Last summer, the founders spent their summer going door to door in the South Florida territory to build their initial truck base. That was followed up with online marketing, cold calling and lots of networking at trade shows and industry events. Today, the company has 85 shipping companies and 380 carriers using the service. Its goal is to partner with a large company so it can expand much faster.

Gervazio participated in the WIN Lab, Babson’s accelerator program for female founders, in Boston, and the whole team is part of StartUP FIU’s Cohort 2 now in progress.

“With Cargo42, we are sure we can help carriers reduce their empty miles and get more customers, as they have limited resources to acquire new customers. We also support their cash flow problems, issuing payments three times faster than the industry. For shippers, we provide a lower price, increasing their tight margins. Also, our platform saves their time giving real-time quotes and online tracking even when using a small trucking company. Finally, we also play an important role to help to reduce the traffic and pollution in communities and cities, by making more effective use of the trucks,” Gervazio said.

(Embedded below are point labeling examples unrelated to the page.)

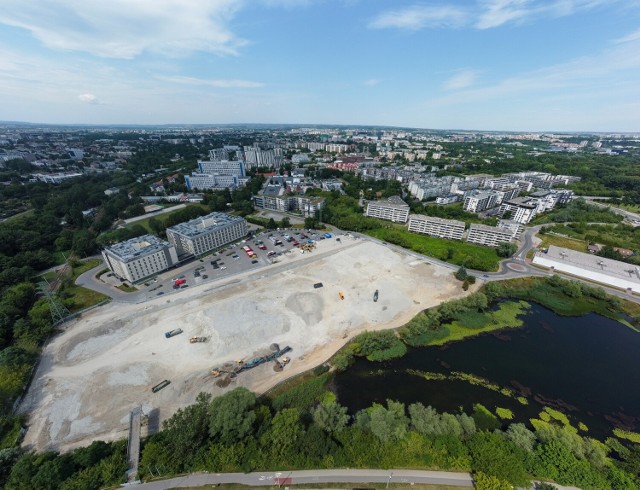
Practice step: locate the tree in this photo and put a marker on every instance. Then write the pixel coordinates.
(330, 417)
(389, 424)
(521, 437)
(495, 456)
(506, 249)
(231, 416)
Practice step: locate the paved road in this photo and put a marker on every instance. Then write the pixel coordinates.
(316, 476)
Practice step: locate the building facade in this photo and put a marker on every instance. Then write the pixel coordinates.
(206, 233)
(439, 227)
(140, 257)
(489, 236)
(392, 209)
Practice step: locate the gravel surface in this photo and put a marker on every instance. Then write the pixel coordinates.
(104, 364)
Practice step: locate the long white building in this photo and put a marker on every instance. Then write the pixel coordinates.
(392, 209)
(439, 227)
(209, 232)
(598, 269)
(140, 257)
(489, 236)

“In the last four years, 20 percent of the small trucking businesses have closed their doors in Florida,” Amaral said “We are changing the rules and leveling the field to get them back in the game.”

Launched: July 2016.

Website: https://www.cargo42.com/

Management team: Co-founders Murilo Amaral, Francine Gervazio, Alfredo Keri.

No. of employees: Eight team members, including interns.

Financing: Self-funded.

Recent milestones: 85 shipping companies and 380 carriers are now using the Cargo42 platform.

Biggest startup challenge: Customer acquisition. The trucking industry is very traditional, and it takes time for people to accept and embrace the changes to the process they have been doing for years, Keri said. “But once they give it a shot, they immediately see the benefits.”

Next steps: Closing important strategic partnerships that could lead to exponential growth and begin the company’s geographic expansion.

Adviser’s advice: Nabil Malouli, vice president of Customer Solutions and Innovation at DHL, said Cargo42 has developed a model that can be flexible at this stage. “I have recommended to use a multi-channel approach, such as partnerships with established companies that have complementary products and solutions, and to focus on the big deals. The sales and implementation cycles of small and big deals are very similar, and you have to focus on the big deals that will truly help you grow the business.” He also recommended that the team focus strongly on Cargo42’s first customers and have them become the indirect sales team. “First customers need to have an amazing experience so they can help you grow the business much faster,” he said.

Malouli believes Miami, already a global logistics hub, has the potential to become a global hub for logistics innovation. “This is a huge opportunity and we have to keep promoting entrepreneurship in the logistics industry in Miami, as Cargo42 is doing.”